Taking advantage of our model selection strategy and parallel computing system optimization, when training Pangu Ultra MoE, with performance comparable to DeepSeek R1 [10], we achieve a Model Flops Utilization (MFU) of 30.0% and Tokens Per Second (TPS) of 1.46M on 6K Ascend NPUs, compared to the baseline MFU of 18.9% and TPS of 0.61M on 4K Ascend NPUs. In particular, Pangu Ultra MoE performs well on medical benchmarks. We also study the model behaviors, especially the MoE structure, to uncover further guidelines for training large-scale MoE models on Ascend NPUs.

然后，我们在数千个 Ascend NPU 上训练模型时，尝试提高系统利用率。在对大规模 MoE 模型进行此类实验时，我们遇到了三个瓶颈：设备通信开销、高内存利用率和专家负载不均衡。专家并行中的传统全对全通信不区分节点内和节点间流量[51]，导致带宽利用率低下和通信开销增加。大多数广泛使用的节省内存策略——重新计算，侧重于整个层或整个模块[24]，无法有效平衡内存和运行时效率。此外，尽管辅助损失[11]可能通过正则化隐式控制专家平衡的程度，但它们不太适应设备间计算负载的实时波动。

为相应地解决这些挑战，我们首先实施了细粒度并行策略，并优化了通信模式。为了提高专家并行（EP）中全对全通信的效率，我们引入了分层 EP 全对全通信，通过将节点间 Allgather 和节点内全对全通信分离来优化带宽利用率。这两种通信都通过我们提出的自适应管道重叠机制与计算有效重叠，该机制利用更细粒度的操作来重叠通信与计算。为了在有限的 NPU 内存中确保稳定性，我们通过两种技术提高内存利用率。首先，我们进行精细训练的重新计算，选择性地重新计算特定操作的中间激活值，而不是存储所有激活值或重新计算整个层。其次，我们提出张量交换，将激活值暂时卸载到主机并预取以用于反向计算，而无需在 NPU 上存储它们。为了缓解专家负载不平衡，我们提出了一种动态设备级负载均衡方法，使用实时负载专家预测和在 NPUs 之间自适应放置专家。借助我们的模型选择策略和并行计算系统优化，在训练性能与 DeepSeek R1 [10] 相当的盘古超大规模 MoE 模型时，我们在 6000 个昇腾 NPU 上实现了 30.0% 的模型浮点运算利用率（MFU）和每秒 146 万的通量（TPS），而基准模型在 4000 个昇腾 NPU 上的 MFU 为 18.9%，TPS 为 61 万。特别是盘古超大规模 MoE 在医疗基准测试中表现出色。我们还研究了模型的行为，尤其是 MoE 结构，以进一步探索在昇腾 NPU 上训练大规模 MoE 模型的指导原则。

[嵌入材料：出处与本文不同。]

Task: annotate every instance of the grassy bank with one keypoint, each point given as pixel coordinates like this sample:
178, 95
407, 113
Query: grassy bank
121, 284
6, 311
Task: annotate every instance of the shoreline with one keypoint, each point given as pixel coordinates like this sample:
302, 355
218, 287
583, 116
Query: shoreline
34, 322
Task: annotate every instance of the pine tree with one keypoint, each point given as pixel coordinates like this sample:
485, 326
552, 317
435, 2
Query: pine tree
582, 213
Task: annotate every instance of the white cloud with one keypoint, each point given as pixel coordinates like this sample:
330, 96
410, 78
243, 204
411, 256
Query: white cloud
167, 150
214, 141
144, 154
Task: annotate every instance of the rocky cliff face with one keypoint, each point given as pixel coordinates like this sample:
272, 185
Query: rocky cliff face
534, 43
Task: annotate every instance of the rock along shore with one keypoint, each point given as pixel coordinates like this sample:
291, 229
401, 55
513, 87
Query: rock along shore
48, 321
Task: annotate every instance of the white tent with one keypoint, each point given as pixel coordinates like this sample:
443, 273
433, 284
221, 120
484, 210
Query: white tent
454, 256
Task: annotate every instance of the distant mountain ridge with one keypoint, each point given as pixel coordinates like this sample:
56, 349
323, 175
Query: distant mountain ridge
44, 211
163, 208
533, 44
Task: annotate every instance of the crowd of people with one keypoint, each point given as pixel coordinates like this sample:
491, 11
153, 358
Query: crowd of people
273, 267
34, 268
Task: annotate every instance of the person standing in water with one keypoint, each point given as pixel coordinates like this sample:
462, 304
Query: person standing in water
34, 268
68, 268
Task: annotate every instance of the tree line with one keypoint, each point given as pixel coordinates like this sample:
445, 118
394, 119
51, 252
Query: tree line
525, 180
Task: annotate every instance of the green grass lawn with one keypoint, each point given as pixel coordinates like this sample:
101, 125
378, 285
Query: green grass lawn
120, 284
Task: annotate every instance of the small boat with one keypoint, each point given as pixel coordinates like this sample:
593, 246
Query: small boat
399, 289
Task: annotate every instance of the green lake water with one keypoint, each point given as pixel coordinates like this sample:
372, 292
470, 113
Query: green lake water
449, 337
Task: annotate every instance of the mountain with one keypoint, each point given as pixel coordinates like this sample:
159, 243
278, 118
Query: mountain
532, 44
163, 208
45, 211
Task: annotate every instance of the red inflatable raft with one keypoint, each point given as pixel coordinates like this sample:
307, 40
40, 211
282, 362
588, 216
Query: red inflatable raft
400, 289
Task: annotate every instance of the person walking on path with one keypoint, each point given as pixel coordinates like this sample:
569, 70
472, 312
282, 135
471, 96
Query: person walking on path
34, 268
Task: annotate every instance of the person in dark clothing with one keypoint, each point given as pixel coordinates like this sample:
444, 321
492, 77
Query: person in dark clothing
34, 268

Figure 1:Experts number ablation. Since increasing experts from 256 to 512 brings limited gains, we select 256 experts for Pangu Ultra MoE to balance performance and practical efficiency.图 1：专家数量消融。由于将专家数量从 256 增加到 512 带来的收益有限，我们为盘古超大规模 MoE 模型选择 256 个专家，以平衡性能和实际效率。

Figure 2:Shared expert ablation. We compare the 20B baseline MoE (topk=8) and its no shared expert variant (topk=9). The former leads to slightly lower training loss.图 2：共享专家消融实验。我们将 200 亿参数的基线 MoE 模型（topk=8）与其无共享专家的变体（topk=9）进行比较。前者导致训练损失略低。

Figure 3:Simulation workflow for LLM performance and optimal search.图 3：LLM 性能与最优搜索的模拟工作流程。

Conclusion

We present a systematic training recipe to efficiently train large-scale sparse MoE models on Ascend NPUs. To address system challenges posed by trillion-parameter models, we propose a simulation-driven strategy for optimizing model hyperparameters, reducing the need for costly hardware experiments. Our system optimizations focus on Expert Parallelism and memory management, significantly lowering communication and activation overhead across 6K NPUs. These innovations enable a 30.0% MFU, demonstrating Ascend NPUs’ capability to support full-scale training of large-scale sparse LLMs, e.g., Pangu Ultra MoE, with comparable performance as DeepSeek R1. Experiments validate that our method achieves hardware-aligned performance gains while maintaining training stability. Furthermore, our analysis of model behaviors provides insights for future research on balancing computational efficiency and model capacity. This work establishes a practical foundation for deploying massive MoE models in Ascend NPUs.

我们提出了一套系统的训练方案，能够高效地在昇腾 NPU 上训练大规模稀疏的 MoE 模型。为了解决万亿参数模型带来的系统挑战，我们提出了一种基于仿真的策略来优化模型的超参数，从而减少了昂贵的硬件实验需求。我们的系统优化集中在专家并行性和内存管理方面，显著降低了 6000 个 NPU 之间的通信和激活开销。这些创新使得模型的计算利用率达到了 30.0%，证明了昇腾 NPU 能够支持大规模稀疏 LLM（例如盘古超大规模 MoE）的全规模训练，其性能与 DeepSeek R1 相当。实验验证了我们的方法在保持训练稳定性的同时实现了与硬件相匹配的性能提升。此外，我们对模型行为的分析为未来研究如何平衡计算效率和模型容量提供了见解。这项工作为在昇腾 NPU 上部署大规模的 MoE 模型奠定了实用基础。